High corn prices dont have that much to do with high food prices. Most of the edible form of the corn (what doesnt go out the back of a fat holstein) is what is a by product of the distilation process. If you've ever spent any time around a holstein, you'd see how much corn goes throgh undigested. The distillers grain (byproduct) is much more digestible and is mixed with less a filler so to say.
So instead of pushing $5 of corn into one end and having $1.50 come out, you put $5 corn into a ethanol plant, get $6 of ethanol from same amount of corn, then send dry distillers grain to farmer, and put $2.50 equivilent of corn into steer, and get 10 cents out the other end of the steer in the undigested form. There is less waste and you loose very little nutrients out of the ethanol process compared to feeding the corn directly to the steer.
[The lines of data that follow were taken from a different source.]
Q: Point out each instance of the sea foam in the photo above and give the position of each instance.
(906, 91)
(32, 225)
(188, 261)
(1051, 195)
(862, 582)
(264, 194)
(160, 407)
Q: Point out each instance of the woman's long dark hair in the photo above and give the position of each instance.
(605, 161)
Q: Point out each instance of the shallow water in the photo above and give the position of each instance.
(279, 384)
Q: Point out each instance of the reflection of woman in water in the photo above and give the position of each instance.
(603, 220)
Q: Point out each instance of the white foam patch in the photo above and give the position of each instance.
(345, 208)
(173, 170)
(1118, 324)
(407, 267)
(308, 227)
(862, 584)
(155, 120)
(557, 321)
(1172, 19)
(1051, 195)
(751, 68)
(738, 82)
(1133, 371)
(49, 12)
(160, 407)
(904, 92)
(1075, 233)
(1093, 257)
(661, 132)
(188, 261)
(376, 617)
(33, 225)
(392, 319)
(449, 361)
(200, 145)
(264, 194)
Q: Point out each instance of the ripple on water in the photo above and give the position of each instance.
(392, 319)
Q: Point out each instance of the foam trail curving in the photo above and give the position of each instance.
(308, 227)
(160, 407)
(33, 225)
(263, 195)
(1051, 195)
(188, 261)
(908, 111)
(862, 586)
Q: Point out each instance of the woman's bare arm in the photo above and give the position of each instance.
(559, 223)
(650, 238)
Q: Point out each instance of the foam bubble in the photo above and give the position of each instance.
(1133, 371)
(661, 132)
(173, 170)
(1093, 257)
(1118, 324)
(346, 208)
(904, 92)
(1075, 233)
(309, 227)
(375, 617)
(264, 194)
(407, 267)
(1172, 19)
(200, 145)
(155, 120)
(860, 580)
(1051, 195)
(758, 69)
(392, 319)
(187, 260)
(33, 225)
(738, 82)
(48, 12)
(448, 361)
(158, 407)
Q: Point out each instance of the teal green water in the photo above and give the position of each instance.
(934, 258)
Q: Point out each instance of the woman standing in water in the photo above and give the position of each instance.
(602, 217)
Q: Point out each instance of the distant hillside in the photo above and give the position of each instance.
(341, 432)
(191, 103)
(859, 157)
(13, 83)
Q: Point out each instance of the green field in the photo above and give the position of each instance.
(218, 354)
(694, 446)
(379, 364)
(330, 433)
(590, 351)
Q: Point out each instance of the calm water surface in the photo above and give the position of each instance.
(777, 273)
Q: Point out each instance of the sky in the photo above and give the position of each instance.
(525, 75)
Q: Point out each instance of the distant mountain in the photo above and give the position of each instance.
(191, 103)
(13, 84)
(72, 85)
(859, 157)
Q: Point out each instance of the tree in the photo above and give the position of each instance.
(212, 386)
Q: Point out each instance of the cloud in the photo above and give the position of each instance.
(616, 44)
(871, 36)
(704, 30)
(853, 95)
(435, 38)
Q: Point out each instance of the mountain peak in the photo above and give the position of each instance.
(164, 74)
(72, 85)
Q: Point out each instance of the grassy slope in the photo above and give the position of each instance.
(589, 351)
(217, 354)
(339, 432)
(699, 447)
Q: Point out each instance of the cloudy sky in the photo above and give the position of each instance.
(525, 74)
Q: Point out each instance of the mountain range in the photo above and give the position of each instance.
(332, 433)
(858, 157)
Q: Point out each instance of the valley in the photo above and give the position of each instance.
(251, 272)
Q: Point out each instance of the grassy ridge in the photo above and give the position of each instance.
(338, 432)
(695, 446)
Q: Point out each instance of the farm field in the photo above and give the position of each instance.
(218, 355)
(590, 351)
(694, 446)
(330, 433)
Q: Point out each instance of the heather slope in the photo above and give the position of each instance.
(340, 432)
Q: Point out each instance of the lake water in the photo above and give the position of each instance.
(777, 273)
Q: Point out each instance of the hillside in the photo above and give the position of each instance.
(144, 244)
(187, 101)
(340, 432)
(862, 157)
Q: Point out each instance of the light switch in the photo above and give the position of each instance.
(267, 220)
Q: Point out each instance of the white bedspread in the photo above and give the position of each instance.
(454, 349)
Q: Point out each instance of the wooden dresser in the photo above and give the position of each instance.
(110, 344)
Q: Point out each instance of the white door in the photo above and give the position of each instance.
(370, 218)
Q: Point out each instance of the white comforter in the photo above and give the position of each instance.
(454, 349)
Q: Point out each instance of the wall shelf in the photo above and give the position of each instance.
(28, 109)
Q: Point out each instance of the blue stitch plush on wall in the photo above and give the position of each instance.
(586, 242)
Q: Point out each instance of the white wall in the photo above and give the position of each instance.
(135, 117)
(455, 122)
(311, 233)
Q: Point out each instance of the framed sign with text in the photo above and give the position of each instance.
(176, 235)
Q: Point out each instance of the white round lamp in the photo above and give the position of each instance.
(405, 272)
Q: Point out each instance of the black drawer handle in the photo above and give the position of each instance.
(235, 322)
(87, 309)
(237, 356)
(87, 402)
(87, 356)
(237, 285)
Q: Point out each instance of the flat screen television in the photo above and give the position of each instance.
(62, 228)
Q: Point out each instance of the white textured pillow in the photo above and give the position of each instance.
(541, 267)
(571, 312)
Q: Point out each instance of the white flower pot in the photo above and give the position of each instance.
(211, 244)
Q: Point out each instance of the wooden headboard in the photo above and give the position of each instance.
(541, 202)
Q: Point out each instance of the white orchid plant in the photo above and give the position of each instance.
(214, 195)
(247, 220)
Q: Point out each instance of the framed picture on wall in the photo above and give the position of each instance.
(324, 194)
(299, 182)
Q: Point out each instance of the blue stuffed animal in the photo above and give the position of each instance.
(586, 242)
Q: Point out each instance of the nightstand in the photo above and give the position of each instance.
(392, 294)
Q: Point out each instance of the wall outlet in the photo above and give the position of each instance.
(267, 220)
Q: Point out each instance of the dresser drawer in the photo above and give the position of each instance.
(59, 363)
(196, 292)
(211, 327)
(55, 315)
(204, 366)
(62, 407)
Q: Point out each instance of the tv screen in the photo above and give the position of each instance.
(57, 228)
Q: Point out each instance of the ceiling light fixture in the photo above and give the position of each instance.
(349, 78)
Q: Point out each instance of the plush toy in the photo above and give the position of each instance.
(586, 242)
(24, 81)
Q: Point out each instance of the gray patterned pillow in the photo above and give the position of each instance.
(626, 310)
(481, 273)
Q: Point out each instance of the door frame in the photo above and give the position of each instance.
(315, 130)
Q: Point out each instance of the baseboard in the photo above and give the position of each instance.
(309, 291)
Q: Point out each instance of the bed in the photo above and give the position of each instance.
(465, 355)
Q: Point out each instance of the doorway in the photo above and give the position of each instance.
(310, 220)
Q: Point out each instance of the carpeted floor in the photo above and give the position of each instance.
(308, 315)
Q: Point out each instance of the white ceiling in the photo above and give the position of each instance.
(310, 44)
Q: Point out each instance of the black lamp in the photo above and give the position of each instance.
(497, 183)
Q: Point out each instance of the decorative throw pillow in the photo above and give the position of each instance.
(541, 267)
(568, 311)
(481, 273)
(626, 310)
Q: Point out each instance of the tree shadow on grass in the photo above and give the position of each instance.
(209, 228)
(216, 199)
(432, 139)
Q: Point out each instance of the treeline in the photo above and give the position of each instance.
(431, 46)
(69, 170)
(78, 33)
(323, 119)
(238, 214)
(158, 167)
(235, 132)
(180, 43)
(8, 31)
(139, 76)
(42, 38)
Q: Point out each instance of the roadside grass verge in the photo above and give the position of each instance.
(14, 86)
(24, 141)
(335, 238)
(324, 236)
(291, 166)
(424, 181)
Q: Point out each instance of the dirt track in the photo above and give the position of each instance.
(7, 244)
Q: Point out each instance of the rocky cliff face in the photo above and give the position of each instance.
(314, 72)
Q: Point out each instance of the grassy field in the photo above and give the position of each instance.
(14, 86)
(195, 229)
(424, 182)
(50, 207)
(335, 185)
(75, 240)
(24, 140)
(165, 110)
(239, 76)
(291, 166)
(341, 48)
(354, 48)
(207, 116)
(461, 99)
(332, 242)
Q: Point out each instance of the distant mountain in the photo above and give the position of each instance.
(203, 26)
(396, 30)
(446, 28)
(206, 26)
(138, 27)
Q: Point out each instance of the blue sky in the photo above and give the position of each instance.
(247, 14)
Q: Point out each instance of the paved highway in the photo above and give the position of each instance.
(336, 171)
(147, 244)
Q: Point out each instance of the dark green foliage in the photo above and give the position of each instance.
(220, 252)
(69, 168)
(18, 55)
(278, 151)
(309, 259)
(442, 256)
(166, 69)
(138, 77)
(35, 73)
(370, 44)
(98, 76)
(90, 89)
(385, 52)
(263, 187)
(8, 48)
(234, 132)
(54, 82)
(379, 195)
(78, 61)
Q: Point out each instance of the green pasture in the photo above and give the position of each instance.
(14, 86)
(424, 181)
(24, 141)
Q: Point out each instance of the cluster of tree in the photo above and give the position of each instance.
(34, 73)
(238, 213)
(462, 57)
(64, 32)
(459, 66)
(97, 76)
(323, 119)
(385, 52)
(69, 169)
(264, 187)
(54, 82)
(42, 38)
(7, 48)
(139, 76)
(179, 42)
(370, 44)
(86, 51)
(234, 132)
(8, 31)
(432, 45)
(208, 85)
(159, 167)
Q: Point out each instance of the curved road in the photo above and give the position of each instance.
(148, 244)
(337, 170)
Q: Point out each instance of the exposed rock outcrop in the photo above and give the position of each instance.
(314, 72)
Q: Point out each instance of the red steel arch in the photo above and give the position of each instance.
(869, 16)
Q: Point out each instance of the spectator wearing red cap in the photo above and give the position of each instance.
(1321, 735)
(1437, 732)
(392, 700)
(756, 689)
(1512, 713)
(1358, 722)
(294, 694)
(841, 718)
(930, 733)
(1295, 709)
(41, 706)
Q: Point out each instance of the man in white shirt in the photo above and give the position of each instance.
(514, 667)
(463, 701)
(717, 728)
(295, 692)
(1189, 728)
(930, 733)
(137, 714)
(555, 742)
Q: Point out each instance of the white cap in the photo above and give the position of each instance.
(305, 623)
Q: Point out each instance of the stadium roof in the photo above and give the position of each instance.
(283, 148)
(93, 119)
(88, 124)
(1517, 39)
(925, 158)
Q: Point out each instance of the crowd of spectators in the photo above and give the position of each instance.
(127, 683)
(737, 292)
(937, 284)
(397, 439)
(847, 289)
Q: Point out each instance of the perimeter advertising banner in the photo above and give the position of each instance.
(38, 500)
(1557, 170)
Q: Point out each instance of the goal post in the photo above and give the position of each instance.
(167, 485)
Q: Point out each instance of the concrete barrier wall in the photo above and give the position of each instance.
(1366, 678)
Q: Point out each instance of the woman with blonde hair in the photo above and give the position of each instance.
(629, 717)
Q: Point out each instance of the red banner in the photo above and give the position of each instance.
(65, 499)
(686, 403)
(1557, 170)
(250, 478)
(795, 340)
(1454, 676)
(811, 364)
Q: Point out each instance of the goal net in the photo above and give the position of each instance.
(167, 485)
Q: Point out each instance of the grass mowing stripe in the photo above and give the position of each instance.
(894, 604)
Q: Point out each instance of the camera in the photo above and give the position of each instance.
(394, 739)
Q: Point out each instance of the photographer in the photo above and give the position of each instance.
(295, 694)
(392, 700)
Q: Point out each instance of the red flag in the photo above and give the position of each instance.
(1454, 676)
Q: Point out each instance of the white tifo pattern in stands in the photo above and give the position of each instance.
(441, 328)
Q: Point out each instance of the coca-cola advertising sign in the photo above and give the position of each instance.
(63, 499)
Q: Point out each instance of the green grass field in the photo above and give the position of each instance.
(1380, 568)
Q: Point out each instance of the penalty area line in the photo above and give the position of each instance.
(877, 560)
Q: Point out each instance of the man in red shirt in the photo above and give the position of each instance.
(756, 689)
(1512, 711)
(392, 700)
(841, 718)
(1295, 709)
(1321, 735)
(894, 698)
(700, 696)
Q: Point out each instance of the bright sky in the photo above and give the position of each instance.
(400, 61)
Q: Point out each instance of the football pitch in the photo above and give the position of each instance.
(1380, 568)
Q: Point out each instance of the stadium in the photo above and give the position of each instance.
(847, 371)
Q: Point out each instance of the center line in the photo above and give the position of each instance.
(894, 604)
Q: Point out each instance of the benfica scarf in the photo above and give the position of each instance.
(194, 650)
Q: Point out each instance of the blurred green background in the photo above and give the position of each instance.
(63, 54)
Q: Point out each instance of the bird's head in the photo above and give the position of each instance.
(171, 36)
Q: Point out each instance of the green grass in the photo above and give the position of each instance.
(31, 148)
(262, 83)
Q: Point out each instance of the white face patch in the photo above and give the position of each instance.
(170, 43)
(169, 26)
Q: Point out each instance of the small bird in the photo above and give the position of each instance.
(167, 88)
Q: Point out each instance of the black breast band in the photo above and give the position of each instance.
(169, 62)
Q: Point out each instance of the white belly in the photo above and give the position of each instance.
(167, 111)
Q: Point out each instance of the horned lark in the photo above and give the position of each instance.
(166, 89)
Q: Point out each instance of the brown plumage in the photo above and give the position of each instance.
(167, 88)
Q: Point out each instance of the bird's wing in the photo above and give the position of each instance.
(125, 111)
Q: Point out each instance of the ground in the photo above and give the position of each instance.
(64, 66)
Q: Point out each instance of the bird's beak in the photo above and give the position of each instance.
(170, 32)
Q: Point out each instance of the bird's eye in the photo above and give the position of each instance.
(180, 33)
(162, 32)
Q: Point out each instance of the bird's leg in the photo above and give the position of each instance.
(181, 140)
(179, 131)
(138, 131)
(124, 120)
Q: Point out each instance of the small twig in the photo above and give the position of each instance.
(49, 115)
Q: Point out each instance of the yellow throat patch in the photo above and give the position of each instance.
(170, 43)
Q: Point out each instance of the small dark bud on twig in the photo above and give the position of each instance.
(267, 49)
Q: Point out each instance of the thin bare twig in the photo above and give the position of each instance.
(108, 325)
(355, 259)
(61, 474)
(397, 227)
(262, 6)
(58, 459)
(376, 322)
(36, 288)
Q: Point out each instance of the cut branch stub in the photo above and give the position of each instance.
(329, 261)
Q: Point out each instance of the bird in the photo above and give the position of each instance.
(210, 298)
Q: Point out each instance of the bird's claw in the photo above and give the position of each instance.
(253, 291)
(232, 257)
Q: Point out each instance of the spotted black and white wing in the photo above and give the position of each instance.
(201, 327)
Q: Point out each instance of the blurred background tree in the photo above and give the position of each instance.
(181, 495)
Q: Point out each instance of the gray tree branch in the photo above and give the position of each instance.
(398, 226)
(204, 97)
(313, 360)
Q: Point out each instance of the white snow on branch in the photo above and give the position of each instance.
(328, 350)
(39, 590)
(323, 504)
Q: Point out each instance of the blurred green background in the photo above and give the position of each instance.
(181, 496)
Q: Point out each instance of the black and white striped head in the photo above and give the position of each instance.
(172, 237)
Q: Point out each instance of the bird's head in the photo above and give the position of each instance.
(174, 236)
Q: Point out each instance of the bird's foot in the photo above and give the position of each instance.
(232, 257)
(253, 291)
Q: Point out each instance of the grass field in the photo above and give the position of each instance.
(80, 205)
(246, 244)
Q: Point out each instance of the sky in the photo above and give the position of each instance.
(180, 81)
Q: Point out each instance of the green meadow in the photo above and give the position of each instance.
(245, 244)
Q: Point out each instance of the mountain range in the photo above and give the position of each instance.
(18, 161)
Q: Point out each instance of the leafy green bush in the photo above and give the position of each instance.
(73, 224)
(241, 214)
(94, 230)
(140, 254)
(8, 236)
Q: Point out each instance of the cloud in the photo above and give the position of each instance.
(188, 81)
And a larger precentage of corn is fed to livestock than turned into cornflakes.
And crop prices being higher means that farmers can turn a little bit more profit, and buy more modern machinery, which is more Eco-friendly. Which makes the people that work at John Deere and CNH work more, which creates a larger demand for steel, and makes the workers at the plant make a bit more, and so down the line.
Either way, sombody makes money off it, and some people loose money. Its going to happen that way regardless of E15 or none.
Personally this "Ethanol is Evil" because it directly raises food prices is really not true. In the end, more of the corn is used in Ethanol then if it goes only into livestock.